International prices of edible oils, meanwhile, have hit record highs due to falling stocks. India imports 70% of its edible oil from countries such as Malaysia, Argentina, Indonesia and Ukraine.
“Palm oil prices have jumped in Indonesia and Malaysia, soyoil in Argentina and sunflower oil in Ukraine,” said B.V. Mehta, executive director of industry body the Solvent Extractors’ Association.
Poultry prices are rising as Indians flock to chicken shops for some extra protein during the pandemic, while production is low because many chicken farms were closed due to India’s virus lockdown.
Also, high vegetable prices have made eggs more affordable for many poorer people, said Uddhav Ahire, chairman of poultry supplier Anand Agro Group.
Economists say the government’s extra spending to revitalise the economy could also keep inflation high. This fiscal year ending March 31, the government is likely to overshoot its budgeted spending of $407.80 billion by more than $60 billion.
Worried about stoking inflation further, the Reserve Bank of India has paused its monetary easing since August, after cutting rates by 115 basis points since March.

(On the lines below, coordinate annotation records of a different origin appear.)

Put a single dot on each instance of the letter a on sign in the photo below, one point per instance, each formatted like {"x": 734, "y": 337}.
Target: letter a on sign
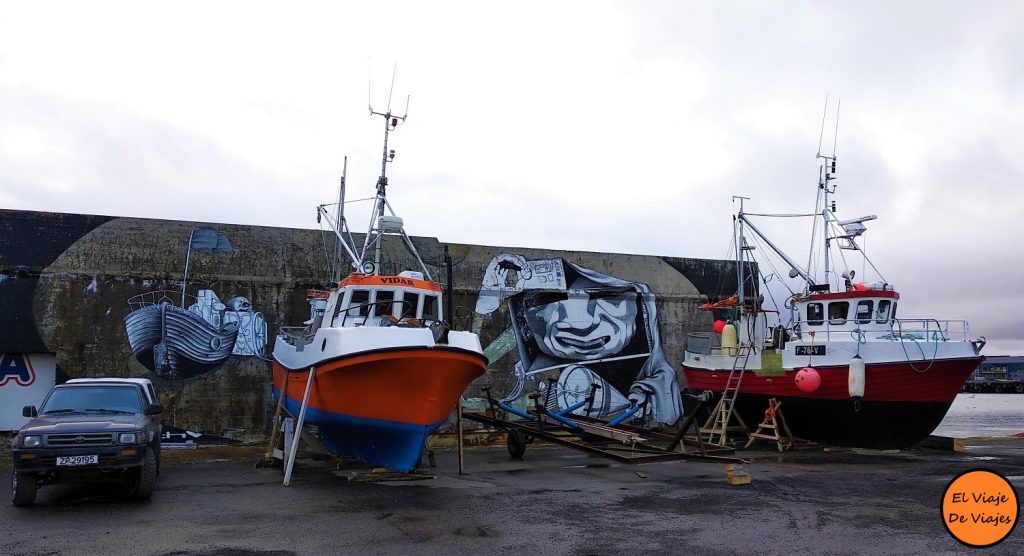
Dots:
{"x": 17, "y": 368}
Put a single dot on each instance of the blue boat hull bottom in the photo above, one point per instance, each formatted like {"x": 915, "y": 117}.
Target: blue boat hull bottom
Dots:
{"x": 384, "y": 443}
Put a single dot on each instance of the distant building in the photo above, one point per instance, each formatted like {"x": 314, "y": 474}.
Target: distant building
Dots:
{"x": 997, "y": 374}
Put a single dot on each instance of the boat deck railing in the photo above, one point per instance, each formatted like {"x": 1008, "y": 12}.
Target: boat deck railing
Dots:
{"x": 898, "y": 330}
{"x": 160, "y": 296}
{"x": 304, "y": 335}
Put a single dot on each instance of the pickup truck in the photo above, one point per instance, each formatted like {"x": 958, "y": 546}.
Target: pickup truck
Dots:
{"x": 89, "y": 429}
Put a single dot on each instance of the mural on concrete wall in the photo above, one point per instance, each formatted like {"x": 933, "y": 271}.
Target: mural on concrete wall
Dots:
{"x": 183, "y": 339}
{"x": 589, "y": 332}
{"x": 25, "y": 380}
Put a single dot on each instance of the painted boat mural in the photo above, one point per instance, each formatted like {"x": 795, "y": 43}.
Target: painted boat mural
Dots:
{"x": 181, "y": 341}
{"x": 175, "y": 342}
{"x": 388, "y": 370}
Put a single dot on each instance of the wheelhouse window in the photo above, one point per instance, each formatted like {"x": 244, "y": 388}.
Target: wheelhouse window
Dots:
{"x": 838, "y": 311}
{"x": 356, "y": 306}
{"x": 430, "y": 305}
{"x": 864, "y": 308}
{"x": 882, "y": 315}
{"x": 384, "y": 304}
{"x": 815, "y": 313}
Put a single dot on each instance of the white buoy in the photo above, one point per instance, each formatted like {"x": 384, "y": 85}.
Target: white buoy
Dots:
{"x": 729, "y": 340}
{"x": 857, "y": 378}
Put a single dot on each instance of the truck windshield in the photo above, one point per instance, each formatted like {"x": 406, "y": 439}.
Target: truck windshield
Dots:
{"x": 82, "y": 398}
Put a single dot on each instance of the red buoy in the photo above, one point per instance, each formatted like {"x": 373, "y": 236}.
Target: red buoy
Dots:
{"x": 808, "y": 379}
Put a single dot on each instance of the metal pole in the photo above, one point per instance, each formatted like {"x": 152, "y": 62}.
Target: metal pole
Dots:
{"x": 185, "y": 278}
{"x": 449, "y": 287}
{"x": 462, "y": 457}
{"x": 294, "y": 448}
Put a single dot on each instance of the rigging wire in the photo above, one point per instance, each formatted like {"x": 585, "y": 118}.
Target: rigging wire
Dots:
{"x": 778, "y": 215}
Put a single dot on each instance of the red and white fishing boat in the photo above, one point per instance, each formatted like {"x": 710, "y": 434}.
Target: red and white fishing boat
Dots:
{"x": 388, "y": 371}
{"x": 847, "y": 371}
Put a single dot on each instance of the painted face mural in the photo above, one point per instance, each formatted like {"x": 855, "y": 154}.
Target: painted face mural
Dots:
{"x": 593, "y": 335}
{"x": 586, "y": 325}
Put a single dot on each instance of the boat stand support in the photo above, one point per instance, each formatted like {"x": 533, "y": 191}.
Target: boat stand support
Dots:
{"x": 773, "y": 421}
{"x": 617, "y": 442}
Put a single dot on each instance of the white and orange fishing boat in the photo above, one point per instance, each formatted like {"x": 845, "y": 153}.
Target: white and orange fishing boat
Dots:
{"x": 847, "y": 371}
{"x": 388, "y": 371}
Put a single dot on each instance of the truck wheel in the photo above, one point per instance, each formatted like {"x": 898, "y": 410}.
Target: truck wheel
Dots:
{"x": 516, "y": 443}
{"x": 147, "y": 476}
{"x": 139, "y": 481}
{"x": 156, "y": 450}
{"x": 23, "y": 488}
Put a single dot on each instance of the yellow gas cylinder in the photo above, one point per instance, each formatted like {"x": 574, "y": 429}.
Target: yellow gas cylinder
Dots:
{"x": 729, "y": 340}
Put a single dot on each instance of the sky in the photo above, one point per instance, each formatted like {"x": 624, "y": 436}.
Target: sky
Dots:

For 29-year-old Karan Solanki, now the sole earner in his family after his mother lost her job during the pandemic, higher food prices mean watchful purchases of even the most basic items.
“We are unable to buy ration in bulk for a month anymore,” said Solanki, who runs errands at a private company in Mumbai and lives with his parents and sister.
“We only buy in small quantities for daily use and avoid using expensive vegetables as much as we can.”